« Go back to CleanTips home

Engineering a Harness for a ProTeam Backpack Vacuum

Loading the player ...


Alex J. Wall

Alex J. Wall
Lead Industrial Designer
Emerson Tool Company

Q: You are the Lead Industrial Designer for Emerson Tool Company. How did you come to work on engineering a backpack vacuum harness for ProTeam?

About thirty years ago, ProTeam introduced the original lightweight backpack vacuum to the cleaning industry, and it immediately raised the bar for vacuuming. It was simply a better mousetrap for a number of reasons. Most importantly it provided greater cleaning power, productivity, and user comfort. Due to the popularity of the ProTeam backpack vacuum, Emerson heard about ProTeam and acquired the company in 2009. Since then, we have joined forces to keep creating solutions that make cleaning pros lives easier.

Q: When you set out to create a new harness for the Next Generation backpack vacuums, what were your goals?
Our goals are always to provide solutions, to improve efficiency, and to give the user the best product experience possible. In designing the new harness, we specifically wanted to improve comfort for the cleaning professionals who use our backpack vacuums for more than six hours a day. By striving to increase comfort and longevity for those users, we knew that every other user would benefit from the improvements as well.

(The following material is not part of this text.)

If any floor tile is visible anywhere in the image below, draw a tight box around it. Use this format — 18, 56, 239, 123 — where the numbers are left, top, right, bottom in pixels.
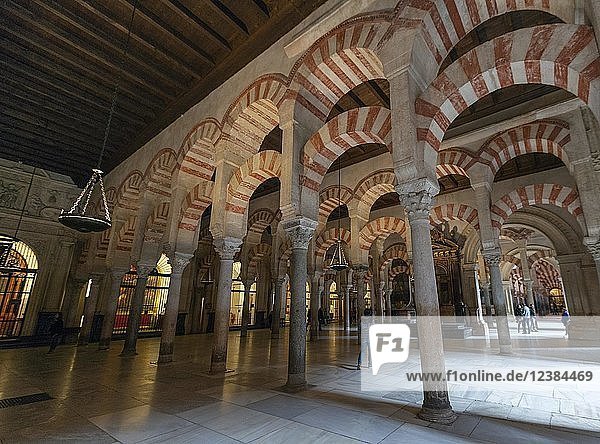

We set another ambitious goal: to design a harness that could be adjusted to fit the 95th percentile, meaning that users of any size, from very large to very small, can expect a consistently comfortable experience. That included increasing comfort for the female user.

Q: How did those goals translate onto the new harness?
The new harness is simpler and less cumbersome. We reduced the twisting of the shoulder straps by removing the adjustment at the top of the strap and sewing the strap directly onto the back plate. This has the added benefit of holding the shoulder straps upright, making the vacuum easier to put on. In efforts to reduce chafing, we sewed the edge piping of the shoulder straps, then turned them inside out so the piping was no longer protruding and rubbing on the user.

On the previous harness, the lumbar padding was pretty minimal. On the new harness, we beefed up the padding, providing greater support to the lower back. This pushes the unit a little further away from the body, creating better airflow to keep the user cool. The sternum strap is easier to adjust without twisting, and it adjusts to fit a broader range of users. I don’t think we quite reached the goal of designing for the 95th percentile. We probably achieved closer to the 85th or 90th percentile with the new harness, which should still be an improvement for most users, especially female users.

Q:In your opinion, what is the impact of a comfortable harness on the task of vacuuming?
We start with the cleaning worker in mind - more so than just the task of vacuuming. I think that whenever we can make a task more comfortable, especially something as labor intensive as cleaning, we can help make someone’s life easier. By increasing comfort, we can reduce downtime from taking the vacuum on and off and help cleaning professionals get done with vacuuming tasks faster. Then, ideally, they can move on to other tasks and improve their overall standard of cleaning.